Acórdão do Tribunal da Relação de Coimbra
Processo:
890/2002
Nº Convencional: JTRC3002
Relator: PIRES DA ROSA
Descritores: CONTRATO DE PRESTAÇÃO DE SERVIÇOS
TELEFONE
Data do Acordão: 05/22/2002
Votação: UNANIMIDADE
Texto Integral: N
Privacidade: 1
Meio Processual: APELAÇÃO
Decisão: REVOGADA
Área Temática: DIREITO DO CONSUMO
Legislação Nacional: DEC. LEI Nº 240/97 DE 18.9; DEC.LEI Nº 199/87; LEI 24/96 DE 31.7; LEI 23/96 DE 26.7
Sumário: I - Se a Autora, empresa operadora, por razões comerciais, entendeu utilizar a rede telefónica pública comutada como suporte de chamadas de valor acrescentado (utilização que lhe era permitida pelo artº 5º do Dec.Lei nº 199/87), para impor as consequências dessa utilização à ré - assinante - tinha necessariamente de obter o acordo desta para essa nova condição contratual. Não o tendo feito, não pode impor ao seu assinante os resultados de uma utilização a que este, contratualmente, não aderiu.
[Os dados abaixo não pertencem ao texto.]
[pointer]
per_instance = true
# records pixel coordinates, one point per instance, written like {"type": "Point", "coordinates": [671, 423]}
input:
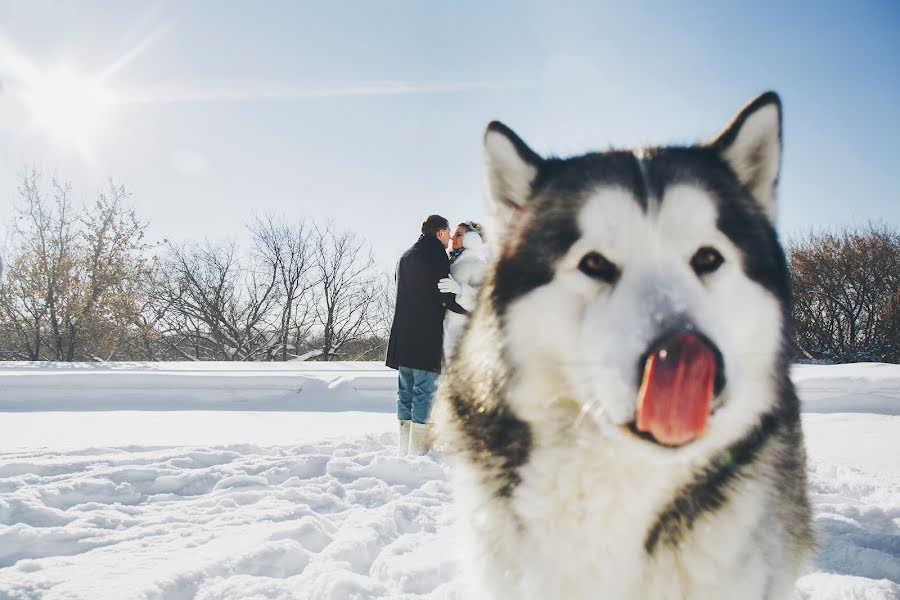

II - A utilização do serviço de valor acrescentado (SVA) não foi uma condição acordada com a ré e por isso a autora não lhe pode exigir o respectivo pagamento - artº 14º, 16º e 21º nº1 do Dec.Lei 199/87. Não há responsabilidade contratual onde não há contrato; e não há contrato onde não há acordo de vontades dos contraentes.
III - O novo regulamento (Dec.Lei 240/97) impõe que do contrato escrito celebrado para a prestação do serviço fixo telefónico conste não só a manifestação expressa da vontade do assinante em aceder - ou não - aos serviços de valor acrescentado, mas que nessa manifestação de vontade se diga qual ou quais os SVA a que selectivamenmte se adere.
IV - Provando-se que a ré não solicitou à autora a prestação de SVA, a lei - nº6 do artº 9º da Lei 24/96 de 31.7 - não lhe permitiria impor-lhe esses serviços, designadamente não lhe fornecendo o serviço fixo telefónico sem o serviço de valor acrescentado (é vedado ao fornecedor ou prestador de serviços fazer depender o fornecimento de um bem ou a prestação de um serviço da aquisição ou da prestação de outro ou outros).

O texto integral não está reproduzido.